AttributeError: module 'numpy' has no attribute 'typeDict'
And also fails with newer versions of protobuf:
Traceback (most recent call last):
File "train.py", line 189, in <module>
model = torch.compile(model) # requires PyTorch 2.0
File "/home/ubuntu/.local/lib/python3.8/site-packages/torch/__init__.py", line 1412, in compile
import torch._dynamo
File "/home/ubuntu/.local/lib/python3.8/site-packages/torch/_dynamo/__init__.py", line 1, in <module>
from . import allowed_functions, convert_frame, eval_frame, resume_execution
File "/home/ubuntu/.local/lib/python3.8/site-packages/torch/_dynamo/convert_frame.py", line 29, in <module>
from .output_graph import OutputGraph
File "/home/ubuntu/.local/lib/python3.8/site-packages/torch/_dynamo/output_graph.py", line 23, in <module>
from . import config, logging as torchdynamo_logging, variables
File "/home/ubuntu/.local/lib/python3.8/site-packages/torch/_dynamo/variables/__init__.py", line 43, in <module>
from .torch import TorchVariable
File "/home/ubuntu/.local/lib/python3.8/site-packages/torch/_dynamo/variables/torch.py", line 106, in <module>
import transformers
File "/home/ubuntu/.local/lib/python3.8/site-packages/transformers/__init__.py", line 30, in <module>
from . import dependency_versions_check
File "/home/ubuntu/.local/lib/python3.8/site-packages/transformers/dependency_versions_check.py", line 17, in <module>
from .utils.versions import require_version, require_version_core
File "/home/ubuntu/.local/lib/python3.8/site-packages/transformers/utils/__init__.py", line 34, in <module>
from .generic import (
File "/home/ubuntu/.local/lib/python3.8/site-packages/transformers/utils/generic.py", line 33, in <module>
import tensorflow as tf
File "/usr/lib/python3/dist-packages/tensorflow/__init__.py", line 37, in <module>
from tensorflow.python.tools import module_util as _module_util
File "/usr/lib/python3/dist-packages/tensorflow/python/__init__.py", line 37, in <module>
from tensorflow.python.eager import context
File "/usr/lib/python3/dist-packages/tensorflow/python/eager/context.py", line 29, in <module>
from tensorflow.core.framework import function_pb2
File "/usr/lib/python3/dist-packages/tensorflow/core/framework/function_pb2.py", line 14, in <module>
from tensorflow.core.framework import attr_value_pb2 as tensorflow_dot_core_dot_framework_dot_attr__value__pb2
File "/usr/lib/python3/dist-packages/tensorflow/core/framework/attr_value_pb2.py", line 14, in <module>
from tensorflow.core.framework import tensor_pb2 as tensorflow_dot_core_dot_framework_dot_tensor__pb2
File "/usr/lib/python3/dist-packages/tensorflow/core/framework/tensor_pb2.py", line 14, in <module>
from tensorflow.core.framework import resource_handle_pb2 as tensorflow_dot_core_dot_framework_dot_resource__handle__pb2
File "/usr/lib/python3/dist-packages/tensorflow/core/framework/resource_handle_pb2.py", line 14, in <module>
from tensorflow.core.framework import tensor_shape_pb2 as tensorflow_dot_core_dot_framework_dot_tensor__shape__pb2
File "/usr/lib/python3/dist-packages/tensorflow/core/framework/tensor_shape_pb2.py", line 34, in <module>
_descriptor.FieldDescriptor(
File "/home/ubuntu/.local/lib/python3.8/site-packages/google/protobuf/descriptor.py", line 560, in __new__
_message.Message._CheckCalledFromGeneratedFile()

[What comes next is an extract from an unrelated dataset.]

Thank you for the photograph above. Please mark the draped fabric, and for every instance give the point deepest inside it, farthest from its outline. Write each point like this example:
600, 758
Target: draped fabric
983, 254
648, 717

TypeError: Descriptors cannot not be created directly.
If this call came from a _pb2.py file, your generated code is out of date and must be regenerated with protoc >= 3.19.0.

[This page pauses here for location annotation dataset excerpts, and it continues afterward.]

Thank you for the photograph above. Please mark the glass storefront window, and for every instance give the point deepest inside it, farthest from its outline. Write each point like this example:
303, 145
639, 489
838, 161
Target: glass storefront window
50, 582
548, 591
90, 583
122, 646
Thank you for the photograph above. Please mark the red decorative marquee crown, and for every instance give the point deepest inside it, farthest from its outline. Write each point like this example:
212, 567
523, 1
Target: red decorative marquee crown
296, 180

If you cannot immediately regenerate your protos, some other possible workarounds are:
1. Downgrade the protobuf package to 3.20.x or lower.
2. Set PROTOCOL_BUFFERS_PYTHON_IMPLEMENTATION=python (but this will use pure-Python parsing and will be much slower).

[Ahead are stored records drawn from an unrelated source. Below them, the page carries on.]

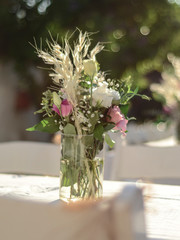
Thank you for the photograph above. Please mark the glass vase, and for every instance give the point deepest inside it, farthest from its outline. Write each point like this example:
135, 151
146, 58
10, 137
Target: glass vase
81, 167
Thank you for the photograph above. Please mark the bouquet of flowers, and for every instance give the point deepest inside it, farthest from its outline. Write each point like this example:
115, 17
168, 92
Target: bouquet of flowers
83, 103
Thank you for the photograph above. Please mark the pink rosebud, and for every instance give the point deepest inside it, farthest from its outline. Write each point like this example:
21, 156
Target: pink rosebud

More information: https://developers.google.com/protocol-buffers/docs/news/2022-05-06#python-updates
ERROR:torch.distribut
something can't be right here. how is tensorflow even involved?
PyTorch dynamo currently imports transformers if the latter is available in the environment
https://github.com/pytorch/pytorch/blob/master/torch/_dynamo/variables/torch.py#L106
which in turns imports tensorflow if it is available as well, e.g.
https://github.com/huggingface/transformers/blob/main/src/transformers/utils/generic.py#L71
@tombenj you probably already have tensorflow and an incompatible protobuf in your env
Yep makes sense. Lambda Labs added it by default. Closing PR.